L587 review and rewrite

Figure 2 Caption. The contingency table and the row/columns 1-10 for each. There is an opportunity here to more clearly explain how the two dendrogram plots with their 10 clusters in each create numbers/counts within the contingency table. Explaining for cluster 10 in one plot, and cluster 10 in plot 2 creates the 3 at the bottom-most cell in the contingency table would be a good way to help the reader through  this figure. Again the font size seems inadequate on the two main plots.

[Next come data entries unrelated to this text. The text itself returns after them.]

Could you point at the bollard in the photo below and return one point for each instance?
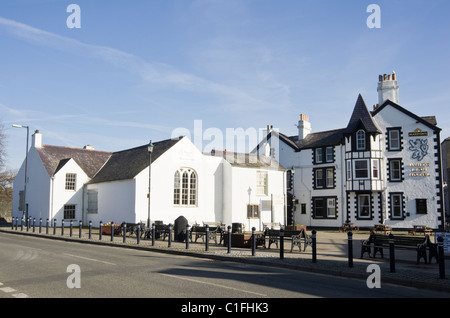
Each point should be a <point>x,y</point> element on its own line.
<point>207,238</point>
<point>138,234</point>
<point>314,246</point>
<point>391,253</point>
<point>153,234</point>
<point>229,239</point>
<point>253,241</point>
<point>350,249</point>
<point>282,243</point>
<point>441,257</point>
<point>169,244</point>
<point>112,231</point>
<point>187,236</point>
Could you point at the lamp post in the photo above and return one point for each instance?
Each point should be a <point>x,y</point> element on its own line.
<point>25,212</point>
<point>150,150</point>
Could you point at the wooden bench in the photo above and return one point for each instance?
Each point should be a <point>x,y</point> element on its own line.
<point>200,232</point>
<point>348,227</point>
<point>296,237</point>
<point>381,228</point>
<point>271,225</point>
<point>420,229</point>
<point>380,241</point>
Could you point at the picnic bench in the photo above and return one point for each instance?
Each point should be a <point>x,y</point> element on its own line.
<point>381,241</point>
<point>381,228</point>
<point>296,238</point>
<point>420,229</point>
<point>200,232</point>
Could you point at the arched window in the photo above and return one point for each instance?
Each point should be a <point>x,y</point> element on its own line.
<point>361,140</point>
<point>185,187</point>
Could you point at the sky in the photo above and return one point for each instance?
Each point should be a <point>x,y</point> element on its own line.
<point>133,71</point>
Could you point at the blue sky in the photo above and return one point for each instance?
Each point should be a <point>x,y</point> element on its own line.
<point>139,69</point>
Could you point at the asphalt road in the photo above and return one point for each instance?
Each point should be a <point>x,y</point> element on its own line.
<point>44,268</point>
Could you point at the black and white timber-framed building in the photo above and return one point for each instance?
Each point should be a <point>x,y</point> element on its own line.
<point>383,167</point>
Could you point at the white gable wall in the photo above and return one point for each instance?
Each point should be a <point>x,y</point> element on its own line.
<point>38,188</point>
<point>209,181</point>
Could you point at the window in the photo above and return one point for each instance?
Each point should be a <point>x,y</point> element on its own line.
<point>92,201</point>
<point>71,181</point>
<point>185,185</point>
<point>375,169</point>
<point>361,140</point>
<point>395,170</point>
<point>176,188</point>
<point>396,205</point>
<point>252,211</point>
<point>324,207</point>
<point>394,139</point>
<point>421,206</point>
<point>364,206</point>
<point>349,170</point>
<point>319,178</point>
<point>330,178</point>
<point>329,154</point>
<point>319,152</point>
<point>261,183</point>
<point>69,211</point>
<point>324,178</point>
<point>361,169</point>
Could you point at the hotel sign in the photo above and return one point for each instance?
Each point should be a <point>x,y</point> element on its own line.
<point>418,133</point>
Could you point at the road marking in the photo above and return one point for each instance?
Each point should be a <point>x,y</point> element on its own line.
<point>7,289</point>
<point>216,285</point>
<point>90,259</point>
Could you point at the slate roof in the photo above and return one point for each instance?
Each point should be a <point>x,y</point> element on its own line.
<point>246,160</point>
<point>362,118</point>
<point>55,157</point>
<point>126,164</point>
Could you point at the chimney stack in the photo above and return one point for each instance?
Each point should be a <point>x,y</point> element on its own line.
<point>387,88</point>
<point>36,140</point>
<point>304,127</point>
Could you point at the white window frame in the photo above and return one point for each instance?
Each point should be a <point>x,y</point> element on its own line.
<point>375,169</point>
<point>71,182</point>
<point>394,206</point>
<point>396,139</point>
<point>355,175</point>
<point>360,140</point>
<point>262,183</point>
<point>185,188</point>
<point>360,206</point>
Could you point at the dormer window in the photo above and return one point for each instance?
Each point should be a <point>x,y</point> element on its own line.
<point>361,140</point>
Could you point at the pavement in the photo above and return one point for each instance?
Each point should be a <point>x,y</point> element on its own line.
<point>331,256</point>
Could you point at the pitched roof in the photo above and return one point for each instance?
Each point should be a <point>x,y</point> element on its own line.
<point>126,164</point>
<point>55,157</point>
<point>248,160</point>
<point>429,121</point>
<point>362,118</point>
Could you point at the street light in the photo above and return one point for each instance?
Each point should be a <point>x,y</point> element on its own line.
<point>150,150</point>
<point>25,210</point>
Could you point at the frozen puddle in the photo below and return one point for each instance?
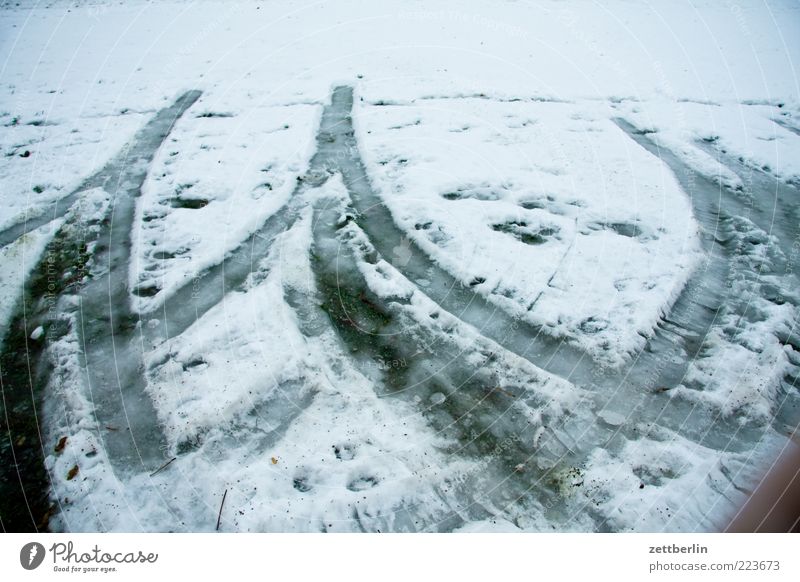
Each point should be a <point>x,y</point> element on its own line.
<point>329,375</point>
<point>94,242</point>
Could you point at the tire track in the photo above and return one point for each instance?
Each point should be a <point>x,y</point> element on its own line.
<point>108,332</point>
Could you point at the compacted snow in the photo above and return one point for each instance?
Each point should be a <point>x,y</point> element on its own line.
<point>388,267</point>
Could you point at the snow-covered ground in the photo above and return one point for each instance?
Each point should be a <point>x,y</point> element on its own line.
<point>540,273</point>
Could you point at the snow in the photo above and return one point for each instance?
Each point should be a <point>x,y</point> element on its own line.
<point>218,161</point>
<point>46,157</point>
<point>568,225</point>
<point>495,135</point>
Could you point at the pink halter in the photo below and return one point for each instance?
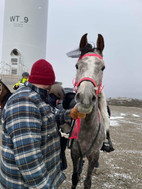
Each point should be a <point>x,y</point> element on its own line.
<point>100,88</point>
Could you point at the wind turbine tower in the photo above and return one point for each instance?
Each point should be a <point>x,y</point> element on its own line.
<point>24,35</point>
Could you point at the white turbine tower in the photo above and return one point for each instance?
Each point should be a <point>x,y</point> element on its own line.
<point>24,36</point>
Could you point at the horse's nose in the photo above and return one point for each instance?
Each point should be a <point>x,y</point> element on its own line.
<point>85,99</point>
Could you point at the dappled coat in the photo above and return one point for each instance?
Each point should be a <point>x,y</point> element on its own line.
<point>30,141</point>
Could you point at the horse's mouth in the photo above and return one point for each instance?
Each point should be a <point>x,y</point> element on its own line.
<point>83,108</point>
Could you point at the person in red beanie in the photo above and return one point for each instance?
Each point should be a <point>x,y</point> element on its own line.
<point>30,139</point>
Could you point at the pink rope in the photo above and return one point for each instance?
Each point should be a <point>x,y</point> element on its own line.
<point>90,55</point>
<point>76,127</point>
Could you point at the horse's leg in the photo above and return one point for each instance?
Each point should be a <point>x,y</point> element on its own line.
<point>75,175</point>
<point>92,162</point>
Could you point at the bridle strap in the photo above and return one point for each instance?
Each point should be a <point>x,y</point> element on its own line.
<point>90,55</point>
<point>87,79</point>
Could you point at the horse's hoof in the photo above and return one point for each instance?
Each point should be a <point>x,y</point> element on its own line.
<point>107,148</point>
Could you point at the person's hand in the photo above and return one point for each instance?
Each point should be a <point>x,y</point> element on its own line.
<point>74,113</point>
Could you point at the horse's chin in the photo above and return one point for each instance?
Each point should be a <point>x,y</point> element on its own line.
<point>83,109</point>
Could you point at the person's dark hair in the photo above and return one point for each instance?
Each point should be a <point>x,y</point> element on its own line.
<point>25,74</point>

Figure 3 – the Mimickry label of Null, Alt presumably refers to the two different plot lines. No colours, dashs to help show which line is which.

L645 typo

L651 typo

L726 ‘caboose’ cows. Is this your term or common US farmer slang? Whilst descriptive, not sure it is appropriate for an international journal

Figure 6: the two number histogram is not described well. The table of counts in the cell table could be created into a better articulated table with heading for columns and rows and a totals for each column that  replace the simplistic histogram. This table could be an actual Table and be separated from the plot graphic enabling the text and font size to be larger and the various column headings to be laid out more conventionally and larger. Cow IDs themselves; are they needed throughout the Figures? Its important to know each row is a different cow, but is the actual ID needed?

L818 we’ve – we have

819 typo

823 not severed ..served?

Author Response

Please see the attachment.

Author Response File: Author Response.pdf

Reviewer 3 Report

Dear authors,

The reviewed article entitled ‘Livestock Informatics Toolkit: Visually characterizing complex behavioral patterns across multiple sensor platforms using information theoretic approaches and unsupervised machine learning’ is quite interesting and describes a topic that is relevant for Sensors. The manuscript is really well written and good organized. This paper has practical and scientific value. The references are appropriate and used correctly in the manuscript. The detailed M&M gives a strong added value to the manuscript. Authors have obtained interesting results, which are presented generally, in a clear and transparent way. The conclusions are well described and clear and consistent with the evidence and arguments. 

Author Response

We thank the reviewer for their positive comments. 

Reviewer 4 Report

The work is very interesting and scientifically rigorous. The strengths lie in the fact that it proposes a method of analysing and representing big data that takes particular account of the possibility of mimicking the error structure of the data. I must say that I find the methodological part a bit too long while I really appreciated the application part and I would have been interested in being reported in the main part of the article some results that remained in the supplementary section (such as the results for the health status of the animals). But I do not ask for that now (otherwise the paper would be too long).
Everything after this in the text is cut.